Last year, as an anti-incumbent wave swept the globe, Mexico’s ruling leftwing Morena party recorded a landslide victory.
Those who study Latin American politics say the result offers lessons for Australia’s Labor government in its quest to buck the global trend and retain power at this year’s general election.
Claudia Sheinbaum won the election convincingly to become Mexico’s first female president by supporting the policy platform pioneered by her predecessor and party founder, Andrés Manuel López Obrador.
That platform included minimum salary rises, direct cash transfers and labour reforms, along with price controls on grocery staples such as rice, soap and toilet paper.
These measures proved enough to overshadow concerns about the government’s handling of violence, lawlessness and rising government debt.
René Rejón, a researcher at the University of Melbourne who investigates the political impacts of structural injustice, says Mexican voters knew who to vote for when it came to combating the high cost of essentials, including food.
“While many things may be falling apart, the government did the one thing they said they would do regarding their social program – put the poor first,” says Rejón, who specialises in Mexican politics.
“Overall, inflation is high and living costs are high, but thanks to these targeted social programs people in the lower socioeconomic class are better off, or at least think they are.”
The Mexican election result rubbed against the counter-incumbent surge evident in 2024 polls in the US, UK and Senegal, as well as the slump in support for the ruling African National Congress in South Africa. Far-right parties created upheaval for incumbents in France and Germany, while Canada’s long-serving prime minister, Justin Trudeau, saw his support evaporate before even going to the polls.
While every country has its own electoral issues, the fact that governments of such vastly different ideologies experienced the same fate suggests voters are holding them responsible for the same problem – high living costs.
This makes the job of an opposition relatively easy, given it can simply ask voters whether they are better off now than before the last election – a question Donald Trump used during his campaign.

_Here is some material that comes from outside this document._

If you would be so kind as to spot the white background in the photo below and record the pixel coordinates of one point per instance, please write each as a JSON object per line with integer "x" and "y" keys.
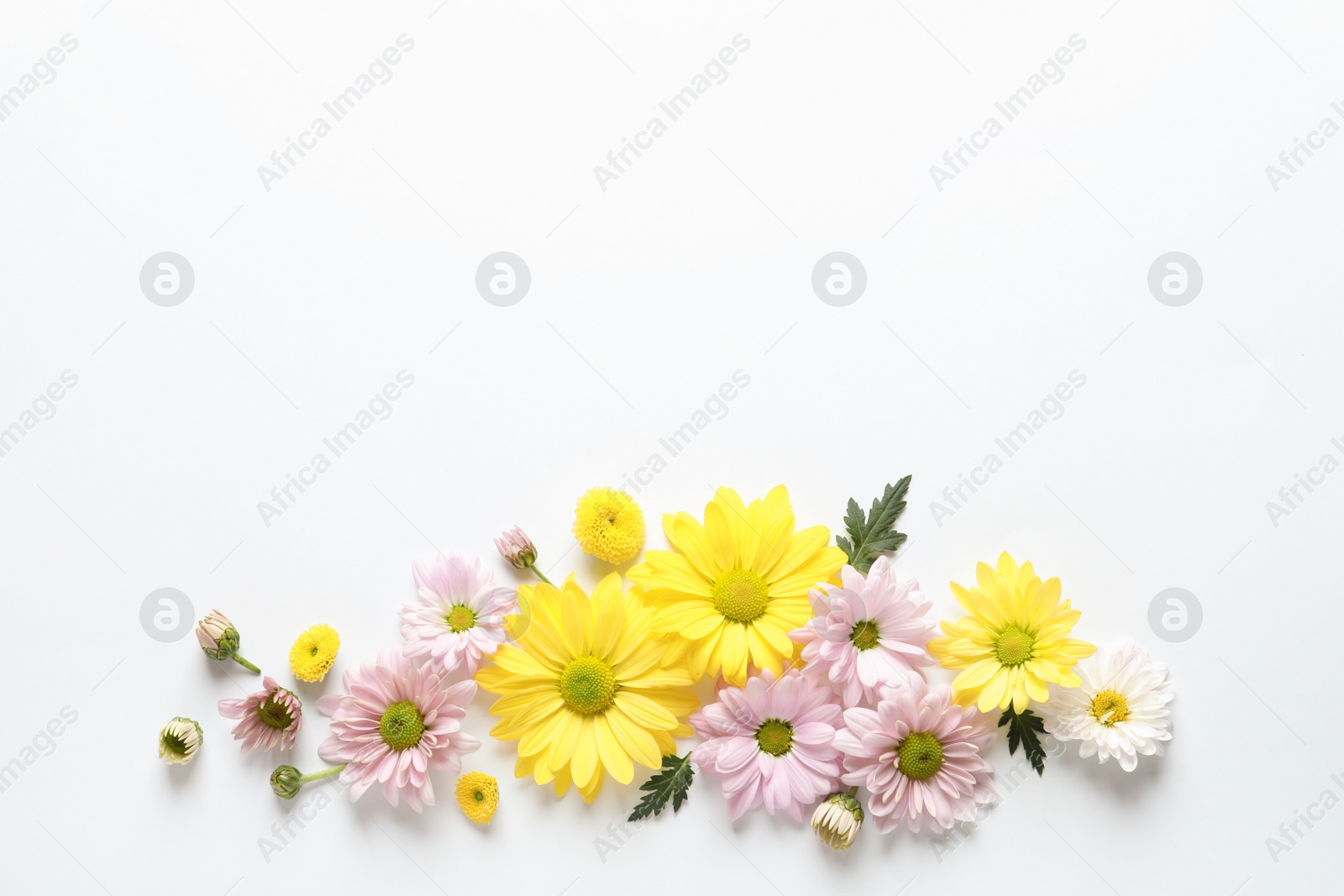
{"x": 645, "y": 297}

But Morena has been effective at complementing Mexico’s social program with highly symbolic moves, such as selling a presidential jet used by López Obrador’s predecessor, describing it as a luxury.
“They used symbols strategically and, if nothing else, this gave the impression that they were doing something; people felt heard,” Rejón says.
“I think Labor could do more of this.”
The Mexico example shows that an incumbent can win an election in a cost-of-living crisis if it runs on a radical platform aggressively tackling that issue, coupled with symbolic measures.
Incumbents who have run on more traditional, moderate platforms have paid the price.
Sujatha Fernandes, a professor of political economy and sociology at the University of Sydney, says moderate centrist policies lead to political defeat in the current climate.
“I see the Labor party falling into the same path as the US Democrats because they haven’t articulated any bold policy proposals in the way that left-leaning politicians across Latin America have done with great success,” Fernandes says.
Leftist governments have reemerged as the dominant political force in Latin America in recent years, marked by the election of Luiz Inacio Lula da Silva in Brazil in 2022, with many using social programs to combat socioeconomic inequality.
Labor is unlikely to welcome comparisons with South American economies, but Fernandes says Australia is lacking “big strategies” on housing, health and education that have proved electorally successful.
“Instead, we have these really piecemeal, tangential, not rock-the-boat type policies,” she says.
“The Labor party, and US Democrats, occupy this sort of centrist position that has failed to really give solutions.”
Consider the following example.
Last year, as the public fumed about Australia’s dominant supermarkets charging high grocery prices while recording ever-increasing profits during a cost-of-living crisis, Labor ruled out divestiture powers as a policy response.
These powers, which exist in the US, enable a court to punish misuse of market power with something more threatening than a fine. They help deter bad corporate behaviour, and in no way resemble a Soviet-style command and control economy as Anthony Albanese has claimed.
The Coalition supported such a measure, outflanking Labor as the party that was tougher on grocery prices and robbing the government of momentum on an issue it had prosecuted for several months.
The Albanese government has had some victories, with a $300 energy rebate announced in the 2024 budget representing one of its more creative cost-of-living policies, and stirring debate about whether it was being too generous in its bid to ease pressures.
The Mexican government faced similar questions about its social policies, which actually helped cement a view among voters that it was the party fighting for the people.
Polling is tight before Australia’s cost-of-living election, due by May, with campaigning already under way.
If Labor does get buried in the global morgue for incumbents, it might take some comfort in knowing it could be back in government soon, given it’s difficult to be popular in a cost-of-living crisis.